Quase cego pelo fogo, Steel protegeu os olhos com a mão. Localizando o alvo, investiu. O calor era medonho e, em contato com o metal da armadura, tornava-a ardente e intolerável ao tato. O elmo sufocava-o. Retirou-o e arremessou-o ao solo. As chamas tostaram-lhe a pele. Sentia-se incapaz de respirar o ar em combustão que lhe queimava os pulmões. Contudo, não esmoreceu.
Caos usava uma couraça de diamante e ferro em brasa, mas esta só lhe cobria o peito. Os braços e as mãos encontravam nus.

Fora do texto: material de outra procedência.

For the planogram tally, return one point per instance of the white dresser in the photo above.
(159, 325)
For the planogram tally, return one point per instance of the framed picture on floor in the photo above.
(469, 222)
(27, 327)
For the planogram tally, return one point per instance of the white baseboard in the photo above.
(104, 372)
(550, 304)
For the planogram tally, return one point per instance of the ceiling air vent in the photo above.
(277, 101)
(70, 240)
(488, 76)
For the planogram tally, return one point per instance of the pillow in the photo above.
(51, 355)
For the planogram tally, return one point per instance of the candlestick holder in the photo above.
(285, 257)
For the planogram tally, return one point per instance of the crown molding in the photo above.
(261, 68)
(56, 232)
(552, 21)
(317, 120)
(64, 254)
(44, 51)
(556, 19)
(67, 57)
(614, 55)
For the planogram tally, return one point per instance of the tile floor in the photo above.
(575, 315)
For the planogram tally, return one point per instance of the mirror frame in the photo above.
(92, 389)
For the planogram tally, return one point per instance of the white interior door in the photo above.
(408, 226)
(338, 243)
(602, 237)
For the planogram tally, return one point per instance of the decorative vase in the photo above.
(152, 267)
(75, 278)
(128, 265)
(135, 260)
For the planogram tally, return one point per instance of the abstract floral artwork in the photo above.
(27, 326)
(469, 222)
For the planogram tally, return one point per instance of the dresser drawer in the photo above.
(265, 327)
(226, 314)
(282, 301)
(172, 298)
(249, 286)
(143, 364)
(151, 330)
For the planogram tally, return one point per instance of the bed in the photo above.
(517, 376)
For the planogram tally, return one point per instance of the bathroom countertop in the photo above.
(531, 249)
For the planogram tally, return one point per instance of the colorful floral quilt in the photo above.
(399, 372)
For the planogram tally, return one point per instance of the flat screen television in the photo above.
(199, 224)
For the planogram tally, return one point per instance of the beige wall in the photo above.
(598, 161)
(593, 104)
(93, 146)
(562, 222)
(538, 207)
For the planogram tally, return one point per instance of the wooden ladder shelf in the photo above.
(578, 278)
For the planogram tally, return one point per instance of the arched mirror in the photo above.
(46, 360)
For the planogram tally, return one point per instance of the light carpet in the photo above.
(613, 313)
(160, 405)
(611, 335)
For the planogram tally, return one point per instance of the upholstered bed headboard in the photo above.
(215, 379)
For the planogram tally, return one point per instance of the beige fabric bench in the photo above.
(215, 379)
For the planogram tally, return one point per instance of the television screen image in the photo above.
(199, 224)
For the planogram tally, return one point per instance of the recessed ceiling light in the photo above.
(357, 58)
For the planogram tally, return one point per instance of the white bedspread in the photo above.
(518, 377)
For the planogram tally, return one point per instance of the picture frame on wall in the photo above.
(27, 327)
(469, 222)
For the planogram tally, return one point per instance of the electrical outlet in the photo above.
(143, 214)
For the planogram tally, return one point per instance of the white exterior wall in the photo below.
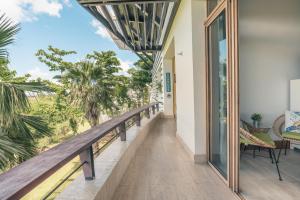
(295, 95)
(168, 96)
(187, 33)
(269, 56)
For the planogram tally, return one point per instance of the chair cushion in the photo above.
(265, 138)
(291, 135)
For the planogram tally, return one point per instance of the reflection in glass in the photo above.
(211, 4)
(218, 74)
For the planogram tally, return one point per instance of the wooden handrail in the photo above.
(21, 179)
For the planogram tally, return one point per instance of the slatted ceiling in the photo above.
(136, 25)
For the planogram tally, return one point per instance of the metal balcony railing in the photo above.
(20, 180)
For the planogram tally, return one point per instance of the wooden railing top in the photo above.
(23, 178)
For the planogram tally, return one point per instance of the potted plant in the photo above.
(256, 118)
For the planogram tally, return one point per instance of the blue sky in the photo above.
(61, 23)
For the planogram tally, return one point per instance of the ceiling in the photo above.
(141, 26)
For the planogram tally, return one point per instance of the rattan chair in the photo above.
(261, 140)
(278, 129)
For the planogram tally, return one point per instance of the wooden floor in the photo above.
(259, 179)
(162, 170)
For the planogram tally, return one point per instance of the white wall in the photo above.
(187, 33)
(269, 41)
(295, 95)
(168, 96)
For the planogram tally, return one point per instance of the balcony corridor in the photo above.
(162, 170)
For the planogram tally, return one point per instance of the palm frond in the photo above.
(10, 151)
(8, 30)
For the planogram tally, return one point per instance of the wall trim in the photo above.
(200, 159)
(167, 116)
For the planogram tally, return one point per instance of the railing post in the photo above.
(147, 112)
(88, 168)
(153, 109)
(122, 129)
(138, 119)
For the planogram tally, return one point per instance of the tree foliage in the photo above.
(18, 130)
(140, 79)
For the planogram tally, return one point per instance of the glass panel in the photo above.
(218, 74)
(211, 4)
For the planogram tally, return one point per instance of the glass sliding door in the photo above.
(218, 91)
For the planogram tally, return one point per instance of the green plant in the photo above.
(18, 130)
(256, 117)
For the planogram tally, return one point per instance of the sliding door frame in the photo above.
(230, 8)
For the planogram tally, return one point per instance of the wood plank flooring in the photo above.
(162, 170)
(259, 179)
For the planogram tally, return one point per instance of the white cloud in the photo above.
(28, 10)
(100, 30)
(38, 72)
(125, 65)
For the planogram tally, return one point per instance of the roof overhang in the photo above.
(141, 26)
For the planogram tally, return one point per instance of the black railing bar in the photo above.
(108, 142)
(64, 180)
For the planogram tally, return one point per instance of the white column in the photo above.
(168, 95)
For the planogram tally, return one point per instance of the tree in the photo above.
(18, 130)
(140, 80)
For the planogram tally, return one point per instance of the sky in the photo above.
(61, 23)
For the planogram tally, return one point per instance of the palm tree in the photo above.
(17, 129)
(89, 89)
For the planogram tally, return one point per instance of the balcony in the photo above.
(150, 164)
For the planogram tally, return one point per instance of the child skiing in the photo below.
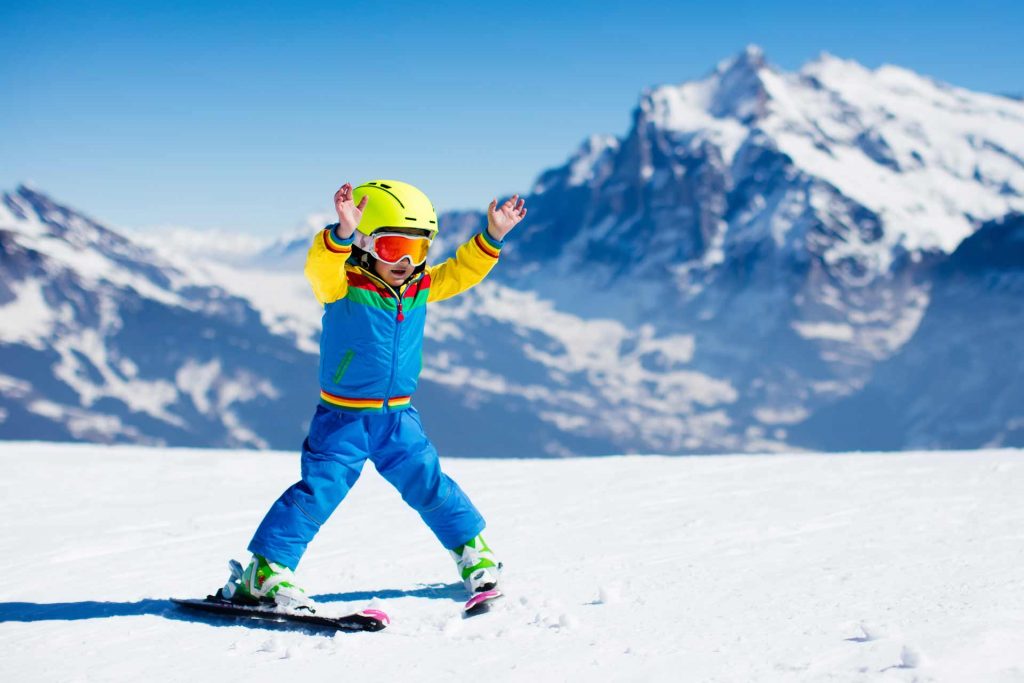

— Vire! — gritou Steel a Fulgor, puxando as rédeas para a direita, a fim de virar a cabeça do dragão. — Conduza-me até o ombro dele!
Baixando a cabeça, o dragão atravessou, a troar, o fogo da barba do deus pai e vomitou o bafo feito de relâmpagos. Ondas de eletricidade atingiram Caos, tornando-o mais irritado e enraivecido. Sabia que havia um inimigo por perto, pelo que começou a gesticular às cegas. Steel esquivou-se, protegendo-se atrás do pescoço de Fulgor.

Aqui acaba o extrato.